CRC Proof
9/7/01

In class on Sept. 7 we worked through the proof that a feedback shift register constructed and used as directed in the text will compute M(x) mod C(x) where M and C are polynomials in x with degree(C)=k.

The proof is by induction on the length M.

Base case: clearly, when |M| = 0, the register, initialized to 0, contains 0 and M mod C = 0.

Induction step: show that if the register contains M mod C, then after extending M by one more bit, b, the register contains (Mx+b) mod C.

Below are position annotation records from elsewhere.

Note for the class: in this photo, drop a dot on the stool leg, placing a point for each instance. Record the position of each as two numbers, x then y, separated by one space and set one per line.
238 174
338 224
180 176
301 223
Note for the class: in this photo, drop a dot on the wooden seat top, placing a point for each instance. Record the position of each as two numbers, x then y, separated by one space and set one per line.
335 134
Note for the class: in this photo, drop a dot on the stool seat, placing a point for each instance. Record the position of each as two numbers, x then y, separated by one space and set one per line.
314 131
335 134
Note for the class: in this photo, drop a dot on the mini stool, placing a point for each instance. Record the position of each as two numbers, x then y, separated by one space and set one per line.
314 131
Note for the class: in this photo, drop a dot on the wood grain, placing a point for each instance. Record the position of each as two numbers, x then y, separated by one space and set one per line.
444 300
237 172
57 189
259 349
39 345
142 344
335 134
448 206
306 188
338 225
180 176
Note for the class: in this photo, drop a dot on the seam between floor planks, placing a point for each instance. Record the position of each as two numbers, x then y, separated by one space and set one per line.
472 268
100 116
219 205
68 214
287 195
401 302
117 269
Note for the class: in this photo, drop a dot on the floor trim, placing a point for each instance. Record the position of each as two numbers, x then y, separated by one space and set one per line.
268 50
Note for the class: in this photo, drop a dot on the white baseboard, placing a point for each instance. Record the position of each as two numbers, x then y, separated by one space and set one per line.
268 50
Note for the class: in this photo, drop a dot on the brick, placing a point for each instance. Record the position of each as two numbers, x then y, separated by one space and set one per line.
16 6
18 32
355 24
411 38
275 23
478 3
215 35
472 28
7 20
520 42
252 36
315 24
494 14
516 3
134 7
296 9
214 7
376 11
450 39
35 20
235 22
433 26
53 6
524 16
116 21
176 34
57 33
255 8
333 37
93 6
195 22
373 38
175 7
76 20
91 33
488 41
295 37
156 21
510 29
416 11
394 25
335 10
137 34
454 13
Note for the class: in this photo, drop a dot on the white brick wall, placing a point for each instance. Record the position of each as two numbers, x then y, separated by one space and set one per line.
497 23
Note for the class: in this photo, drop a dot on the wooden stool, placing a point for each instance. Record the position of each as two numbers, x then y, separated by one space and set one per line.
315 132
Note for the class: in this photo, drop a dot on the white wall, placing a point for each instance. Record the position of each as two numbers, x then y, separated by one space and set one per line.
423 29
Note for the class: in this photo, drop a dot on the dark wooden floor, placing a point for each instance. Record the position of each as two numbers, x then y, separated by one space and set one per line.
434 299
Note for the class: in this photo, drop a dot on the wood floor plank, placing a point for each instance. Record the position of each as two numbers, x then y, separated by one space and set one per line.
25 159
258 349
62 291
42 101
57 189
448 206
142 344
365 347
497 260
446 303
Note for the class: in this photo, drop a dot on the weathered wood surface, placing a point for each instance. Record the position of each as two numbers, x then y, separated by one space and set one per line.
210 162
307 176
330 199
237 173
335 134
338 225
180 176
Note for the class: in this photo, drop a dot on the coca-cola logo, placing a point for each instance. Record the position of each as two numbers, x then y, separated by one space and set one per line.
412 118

Part 1: compute (Mx+b) mod C in terms of the initial shift register contents
Let R = M mod C (the assumed initial contents of the shift register.
Then (Mx+b) mod C = ((Mx mod C) + (b mod C)) mod C
= ((M mod C)(x Mod C) + (b mod C)) mod C
= (Rx + b) mod C -- because x mod C and b mod C are x and b respectively

Part 2: figure out what 1 step of operation of the shift register computes
Examining the structure of the shift register we see:
    Call the bit shifted out of the high order bit c
    the shift operation alone is equivalent to multiplying R by x and subtracting x^k if c is 1
    if c is 1, (C - x^k) is added to the new value
    the value b (1 or 0) is added to the new value
so the new value in the shift register is
    R' = Rx - c(x^k) + c(C-x^k) + b = Rx +cC + b since the coefficent computations are  
    performed mod 2 so c(x^k) + c(x^k) = c(x^k)-c(x^k) = 0.
Thus R' mod C = (Rx + cC + b) mod C = (Rx + b) mod C since cC mod C is 0.

Now combining parts 1 and 2, we have R' mod C = (Rx+b) mod C = (Mx+b) mod C. We need the further observation that since the shift register doesn't have an x^k term, degree(R')<k, hence R' mod C = R' , so we conclude R' = (Mx + b) mod C, which is what we set out to do.